Conformément à l’article 7, paragraphe 2, du RDMUE, au cours du délai visé ci-avant, l’opposante produit également la preuve de l’existence, de la validité et de l’étendue de la protection de sa marque antérieure ou de son droit antérieur, ainsi que des éléments de preuve de son habilitation à former opposition.
En particulier, si l’opposition est fondée sur une marque enregistrée qui n’est pas une marque de l’Union européenne, l’opposante doit produire une copie du certificat d’enregistrement correspondant et, le cas échéant, du dernier certificat de renouvellement, attestant que le délai de protection de la marque dépasse le délai visé à l’article 7, paragraphe 1, du RDMUE et de toute extension de celui-ci, ou tout autre document équivalent émanant de l’administration auprès de laquelle la demande de marque a été déposée — article 7, paragraphe 2, point a), sous ii), du RDMUE. Lorsque les preuves afférentes à l’enregistrement de la marque sont accessibles en ligne auprès d’une source reconnue par l’Office, l’opposante peut les fournir en indiquant ladite source – article 7, paragraphe 3, du RDMUE.
L’acte d’opposition indique que l’opposante est « LE PRINTEMPS DE BOURGES, Société par actions simplifiée ». En revanche il ressort de l’acte d’opposition ainsi que de la base de données TMview, utilisée par l’opposante pour démontrer la validité de sa marque antérieure, que la titulaire de cette dernière est « Le Printemps de Bourges, S.A.R.L. ». Par conséquent, les formes juridiques sont différentes (à savoir « Société par action simplifiée » selon l’acte d’opposition et « S.A.R.L » selon l’extrait officiel de la marque invoquée).
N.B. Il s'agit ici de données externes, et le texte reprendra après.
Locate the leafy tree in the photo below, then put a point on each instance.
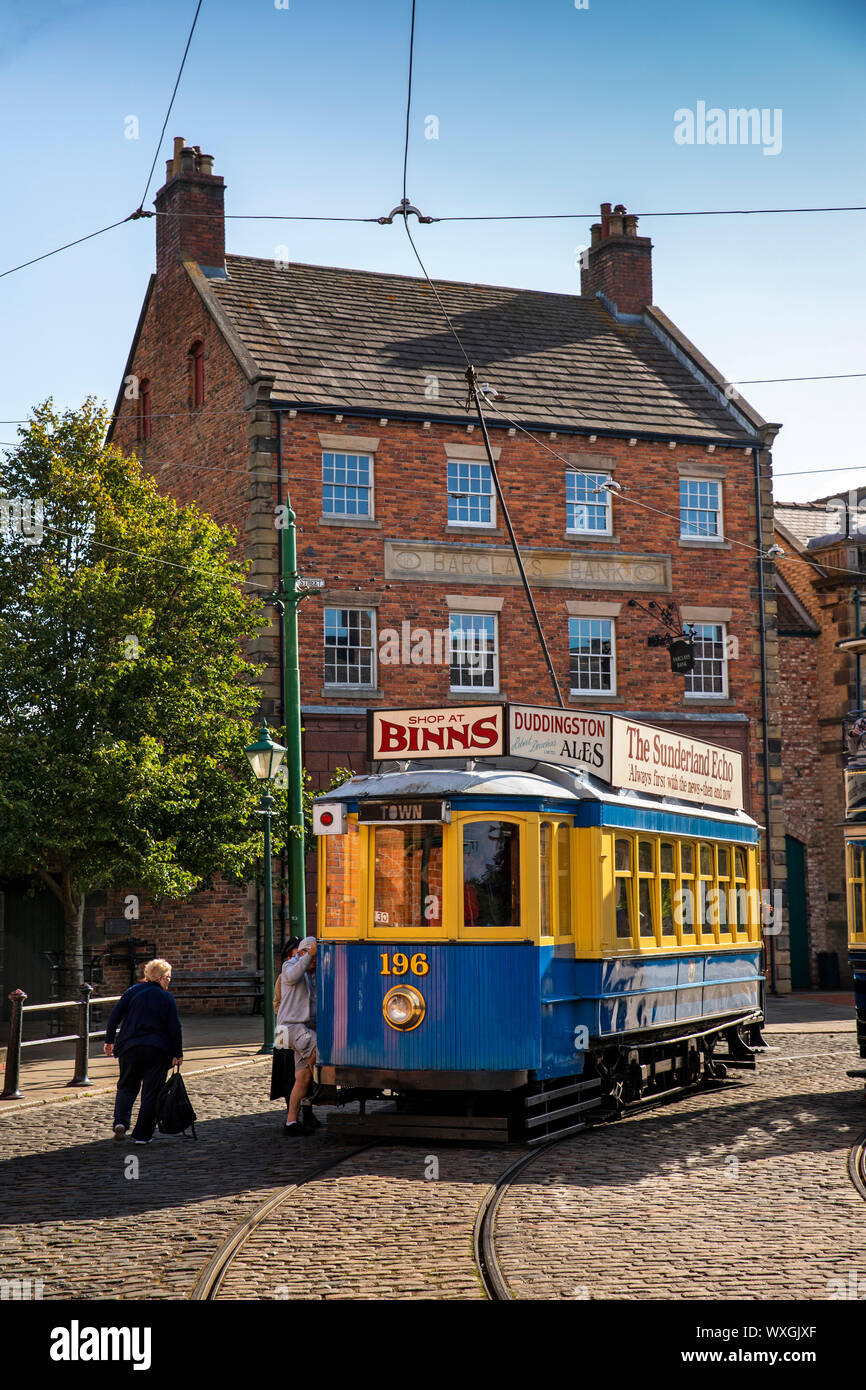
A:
(125, 701)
De plus, aucune explication justifiant cette différence n’est fournie par l’opposante dans les observations, ni n’est visible dans les informations disponibles dans TMview. Dès lors, il est impossible de savoir si l’opposante et le titulaire de la marque invoquée sont la même entité légale du fait de cette différence dans la forme juridique. Par ailleurs, et ce à titre subsidiaire, il convient de noter que les adresses renseignées dans la notice d’opposition et dans l’extrait officiel de la marque sont également différentes. Par conséquent, il n’existe pas de preuves démontrant que l’opposante était en droit de former une opposition basée sur la marque française n° 3 944 350.
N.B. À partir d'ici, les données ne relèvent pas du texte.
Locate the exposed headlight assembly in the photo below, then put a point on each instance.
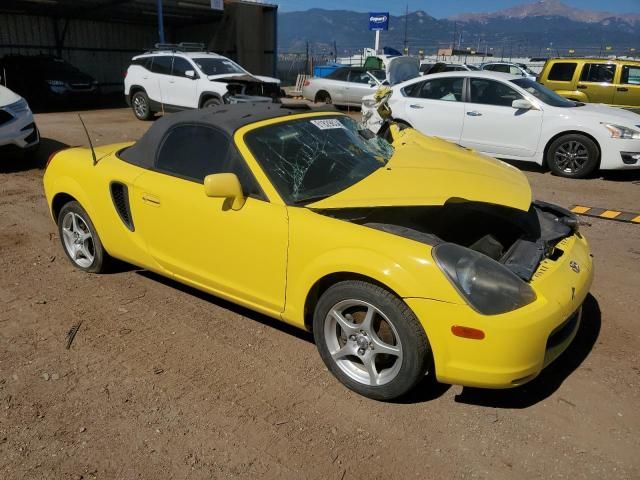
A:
(488, 286)
(625, 133)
Conformément à l’article 8, paragraphes 1 et 7, du RDMUE, si, avant l’expiration du délai visé à l’article 7, paragraphe 1, du RDMUE, l’opposante ne prouve pas l’existence, la validité et l’étendue de la protection de sa marque antérieure ou de son droit antérieur, ainsi que l’habilitation à former opposition, l’opposition est rejetée comme non fondée.
Dès lors, il y a lieu de rejeter l’opposition comme non fondée.
FRAIS
Conformément à l’article 109, paragraphe 1, du RMUE, la partie perdante dans une procédure d’opposition supporte les frais et taxes exposés par l’autre partie.
L’opposante étant la partie perdante, elle doit supporter les frais exposés par la demanderesse aux fins de la présente procédure.
Conformément à l’article 109, paragraphe 7, du RMUE et à l’article 18, paragraphe 1, point c, sous i), du REMUE [ancienne règle 94, paragraphe 3 et règle 94, paragraphe 7, point d), sous ii), du REMUE, en vigueur avant le 01/10/2017], les frais à rembourser à la demanderesse sont les frais de représentation dont le montant est fixé dans la limite du taux maximal déterminé dans le REMUE.
La division d’opposition
Zuzanna STOJKOWICZ |
Birgit FILTENBORG |
Julie, Marie-Charlotte HAMEL |
Conformément à l’article 67, du RMUE, toute partie lésée par cette décision peut former un recours à son encontre. Conformément à l’article 68 du RMUE, le recours doit être formé par écrit auprès de l’Office dans un délai de deux mois à compter du jour de la notification de la présente décision. Il doit être déposé dans la langue de procédure de la décision attaquée. En outre, un mémoire exposant les motifs du recours doit être déposé par écrit dans un délai de quatre mois à compter de cette même date. Le recours n’est considéré comme formé qu’après paiement de la taxe de recours de 720 EUR.